Но вскоре выясняется, что четырех томов для реализации этого своего замысла ему мало, потому что ни один из задуманных им «узлов» в один том не вмещается, требует по меньшей мере двух-трех, а то и четырех томов:…

Уже много лет я работаю над историческим повествованием «Красное Колесо». Это книга о том, как произошла революция в России, и последствия её, ранние советские годы. Это огромная вещь, и она, по мере работы, ещё выясняется, больше, чем я думал. Она состоит из Узлов, Узлы – это книги отдельные, посвященные короткому важному времени, где завязан узел, где решается история. Такой один Узел – «Август Четырнадцатого» – у меня выйдет полностью весной 1983 года. Раньше был один только том его, а теперь добавится второй том, столыпинский, история деятельности Столыпина и смерти его, убийства. Второй Узел – «Октябрь Шестнадцатого» – тоже у меня закончен, мы его сейчас набираем, он тоже в двух томах и мог бы появиться в свет хоть в том же 83-м году… Следующий Узел – «Март Семнадцатого» – в четырёх томах. Это, собственно говоря, запись Февральской революции, как она произошла, день за днём и час за часом, участвуют сотни исторических лиц и десятки вымышленных для того, чтобы подхватить этот материал. Не знаю, как в других литературах, но по-русски нет ничего подобного: описать революцию всю в огромных движениях и в каждой мелочи. Всё вместе, все эти восемьтомов, составляют «Действие первое. Революция».

(Из радиоинтервью к 20-летию выхода «Одного дня Ивана Денисовича» для Би-би-си. Кавендиш, 8 июня 1982. В кн.: Александр Солженицын. Публицистика в трех томах. Том 3. Ярославль 1997. Стр. 29–30)

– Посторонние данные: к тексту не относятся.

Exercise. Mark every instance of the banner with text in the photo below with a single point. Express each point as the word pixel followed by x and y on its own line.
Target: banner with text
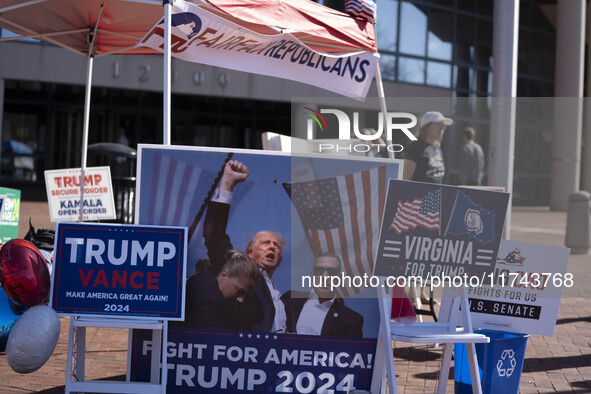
pixel 203 37
pixel 63 194
pixel 119 270
pixel 214 361
pixel 10 201
pixel 435 231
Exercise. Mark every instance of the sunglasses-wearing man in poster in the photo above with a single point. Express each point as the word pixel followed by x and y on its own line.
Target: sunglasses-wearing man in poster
pixel 209 297
pixel 264 312
pixel 321 313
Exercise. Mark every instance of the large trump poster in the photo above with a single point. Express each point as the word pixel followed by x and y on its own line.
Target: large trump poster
pixel 299 221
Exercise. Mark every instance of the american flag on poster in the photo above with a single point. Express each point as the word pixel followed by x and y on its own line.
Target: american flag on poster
pixel 174 199
pixel 366 9
pixel 342 215
pixel 420 212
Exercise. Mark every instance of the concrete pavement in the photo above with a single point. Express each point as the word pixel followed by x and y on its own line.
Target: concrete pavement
pixel 558 364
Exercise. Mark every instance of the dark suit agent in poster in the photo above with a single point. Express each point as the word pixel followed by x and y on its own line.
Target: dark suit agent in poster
pixel 320 312
pixel 255 350
pixel 210 298
pixel 440 232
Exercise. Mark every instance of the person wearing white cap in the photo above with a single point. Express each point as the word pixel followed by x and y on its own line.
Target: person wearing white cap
pixel 423 159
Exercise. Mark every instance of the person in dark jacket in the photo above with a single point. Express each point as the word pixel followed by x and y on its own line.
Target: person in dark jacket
pixel 319 312
pixel 265 311
pixel 210 297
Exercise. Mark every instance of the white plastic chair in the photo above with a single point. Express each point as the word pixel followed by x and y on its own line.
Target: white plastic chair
pixel 454 326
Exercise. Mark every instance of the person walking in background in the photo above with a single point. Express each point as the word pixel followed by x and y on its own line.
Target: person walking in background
pixel 423 159
pixel 471 160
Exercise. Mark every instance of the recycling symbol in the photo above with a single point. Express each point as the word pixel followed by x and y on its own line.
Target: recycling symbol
pixel 507 363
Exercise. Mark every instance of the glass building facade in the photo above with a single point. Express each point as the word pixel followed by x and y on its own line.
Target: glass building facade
pixel 439 45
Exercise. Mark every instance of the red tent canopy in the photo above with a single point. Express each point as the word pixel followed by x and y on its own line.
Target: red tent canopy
pixel 120 24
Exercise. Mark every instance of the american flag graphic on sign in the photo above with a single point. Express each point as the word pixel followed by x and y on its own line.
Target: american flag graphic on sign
pixel 174 199
pixel 342 215
pixel 420 212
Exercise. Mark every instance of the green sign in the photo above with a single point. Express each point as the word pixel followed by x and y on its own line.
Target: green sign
pixel 10 202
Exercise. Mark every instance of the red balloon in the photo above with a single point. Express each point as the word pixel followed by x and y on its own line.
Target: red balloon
pixel 23 273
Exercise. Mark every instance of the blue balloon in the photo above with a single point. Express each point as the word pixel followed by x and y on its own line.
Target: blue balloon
pixel 9 314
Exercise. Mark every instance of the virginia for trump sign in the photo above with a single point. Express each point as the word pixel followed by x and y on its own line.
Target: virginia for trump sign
pixel 431 230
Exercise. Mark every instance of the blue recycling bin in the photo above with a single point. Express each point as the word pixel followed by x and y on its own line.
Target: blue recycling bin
pixel 500 363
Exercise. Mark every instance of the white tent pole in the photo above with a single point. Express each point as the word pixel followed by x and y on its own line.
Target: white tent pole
pixel 167 95
pixel 382 97
pixel 85 132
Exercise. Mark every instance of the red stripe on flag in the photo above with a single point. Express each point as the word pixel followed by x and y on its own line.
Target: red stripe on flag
pixel 350 182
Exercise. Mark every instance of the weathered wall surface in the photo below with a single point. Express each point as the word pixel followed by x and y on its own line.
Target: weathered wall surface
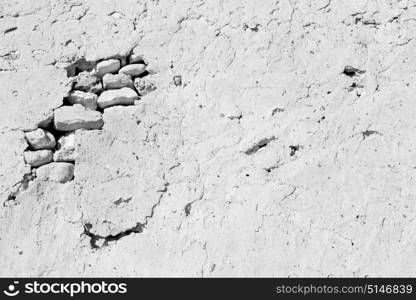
pixel 268 160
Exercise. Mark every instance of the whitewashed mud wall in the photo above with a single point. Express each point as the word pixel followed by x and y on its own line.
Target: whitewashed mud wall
pixel 271 138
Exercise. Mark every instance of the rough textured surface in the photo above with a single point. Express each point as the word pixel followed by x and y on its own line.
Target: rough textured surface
pixel 88 100
pixel 69 118
pixel 66 148
pixel 40 139
pixel 86 82
pixel 117 81
pixel 123 96
pixel 133 69
pixel 271 159
pixel 145 85
pixel 38 158
pixel 57 171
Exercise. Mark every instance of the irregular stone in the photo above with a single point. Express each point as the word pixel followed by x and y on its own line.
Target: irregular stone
pixel 136 56
pixel 117 81
pixel 66 148
pixel 96 88
pixel 107 66
pixel 86 99
pixel 133 69
pixel 46 120
pixel 57 171
pixel 40 139
pixel 123 96
pixel 86 82
pixel 177 80
pixel 38 158
pixel 144 85
pixel 69 118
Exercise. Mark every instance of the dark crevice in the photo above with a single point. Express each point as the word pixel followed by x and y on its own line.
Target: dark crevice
pixel 294 149
pixel 277 110
pixel 79 66
pixel 261 144
pixel 367 133
pixel 97 241
pixel 187 209
pixel 11 29
pixel 270 169
pixel 19 187
pixel 351 71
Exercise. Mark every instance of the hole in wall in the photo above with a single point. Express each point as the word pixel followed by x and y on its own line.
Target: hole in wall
pixel 96 86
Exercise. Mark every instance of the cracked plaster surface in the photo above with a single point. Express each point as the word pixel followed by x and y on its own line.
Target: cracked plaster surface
pixel 269 160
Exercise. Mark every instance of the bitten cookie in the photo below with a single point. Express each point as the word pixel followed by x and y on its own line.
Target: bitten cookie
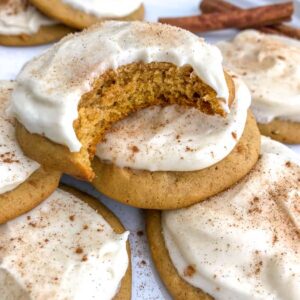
pixel 173 157
pixel 170 190
pixel 68 247
pixel 23 182
pixel 22 25
pixel 241 244
pixel 75 91
pixel 81 14
pixel 270 65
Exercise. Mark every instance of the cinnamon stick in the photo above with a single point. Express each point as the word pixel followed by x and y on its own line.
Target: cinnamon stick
pixel 212 6
pixel 246 18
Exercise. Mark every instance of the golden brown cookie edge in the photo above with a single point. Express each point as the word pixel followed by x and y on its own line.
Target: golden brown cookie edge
pixel 124 292
pixel 177 287
pixel 282 131
pixel 28 194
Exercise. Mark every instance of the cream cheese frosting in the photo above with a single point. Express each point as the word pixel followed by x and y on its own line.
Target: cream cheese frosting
pixel 62 249
pixel 243 243
pixel 104 8
pixel 270 66
pixel 15 167
pixel 50 86
pixel 175 138
pixel 19 17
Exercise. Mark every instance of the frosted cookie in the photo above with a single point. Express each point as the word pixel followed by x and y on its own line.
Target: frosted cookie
pixel 22 25
pixel 81 14
pixel 77 89
pixel 69 247
pixel 23 183
pixel 270 66
pixel 172 157
pixel 241 244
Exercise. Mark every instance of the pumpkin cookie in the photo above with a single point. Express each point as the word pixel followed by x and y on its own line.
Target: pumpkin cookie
pixel 69 246
pixel 240 244
pixel 281 130
pixel 73 93
pixel 22 25
pixel 23 183
pixel 81 14
pixel 167 158
pixel 269 65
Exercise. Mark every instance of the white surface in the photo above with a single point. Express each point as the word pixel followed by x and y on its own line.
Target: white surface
pixel 146 284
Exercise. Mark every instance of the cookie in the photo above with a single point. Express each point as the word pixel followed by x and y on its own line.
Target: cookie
pixel 67 246
pixel 170 190
pixel 87 15
pixel 85 90
pixel 269 65
pixel 24 184
pixel 283 131
pixel 238 244
pixel 45 35
pixel 22 25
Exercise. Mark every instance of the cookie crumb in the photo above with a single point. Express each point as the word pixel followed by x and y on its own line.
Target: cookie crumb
pixel 189 271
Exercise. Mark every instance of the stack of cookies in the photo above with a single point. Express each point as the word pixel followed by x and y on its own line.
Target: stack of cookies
pixel 29 23
pixel 148 114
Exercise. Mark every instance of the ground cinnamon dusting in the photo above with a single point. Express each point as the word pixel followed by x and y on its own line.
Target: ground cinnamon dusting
pixel 189 271
pixel 78 250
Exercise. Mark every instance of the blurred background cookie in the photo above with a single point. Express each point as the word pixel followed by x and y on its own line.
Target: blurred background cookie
pixel 81 14
pixel 21 24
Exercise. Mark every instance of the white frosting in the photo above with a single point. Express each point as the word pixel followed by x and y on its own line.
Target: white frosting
pixel 15 167
pixel 19 17
pixel 104 8
pixel 243 243
pixel 270 66
pixel 175 138
pixel 51 85
pixel 63 249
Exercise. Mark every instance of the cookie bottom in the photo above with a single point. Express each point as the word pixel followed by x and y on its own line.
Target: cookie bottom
pixel 172 190
pixel 45 35
pixel 124 292
pixel 28 194
pixel 78 19
pixel 177 287
pixel 282 131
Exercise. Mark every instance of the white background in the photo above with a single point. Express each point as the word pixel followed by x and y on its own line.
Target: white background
pixel 146 283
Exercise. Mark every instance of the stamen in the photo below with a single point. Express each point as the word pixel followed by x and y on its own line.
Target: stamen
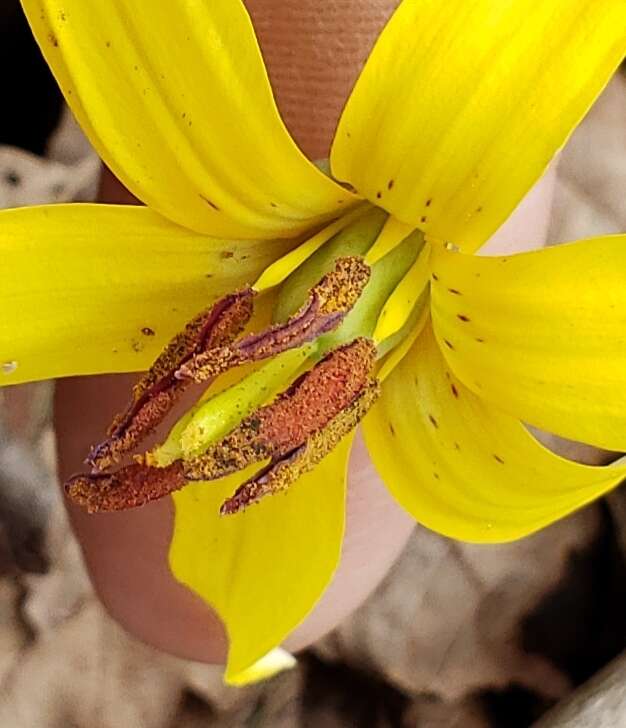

Итак, уже не четыре тома, а – ВОСЕМЬ. И эти восемь томов составят только ДЕЙСТВИЕ ПЕРВОЕ. А ведь предполагается, что в эпопее будет не одно, а несколько этих ДЕЙСТВИЙ. Как мы вскоре узнаем, – ПЯТЬ:…

Следующее Действие – Второе – будет посвящено Семнадцатому году, течению Семнадцатого года. Этот год был до того насыщен событиями, что каждый месяц являлся как новая эпоха. И там у меня идут: Узел 4-й – «Апрель Семнадцатого», Узел 5-й – «Июнь-июль Семнадцатого», Узел 6-й – «Август Семнадцатого», Узел 7-й – «Сентябрь Семнадцатого». Эти вот четыре Узла составляют Действие Второе, течение самого Семнадцатого года. И к концу его, до октябрьского переворота… Я не знаю, как у меня будет с годами, со здоровьем, как Бог даст, вообще-то замысел мой продолжается дальше, замысел у меня на 20 Узлов, я должен бы описать дальше Гражданскую войну и первые годы становления советской власти, до 1922 года, до конца подавления крестьянских восстаний.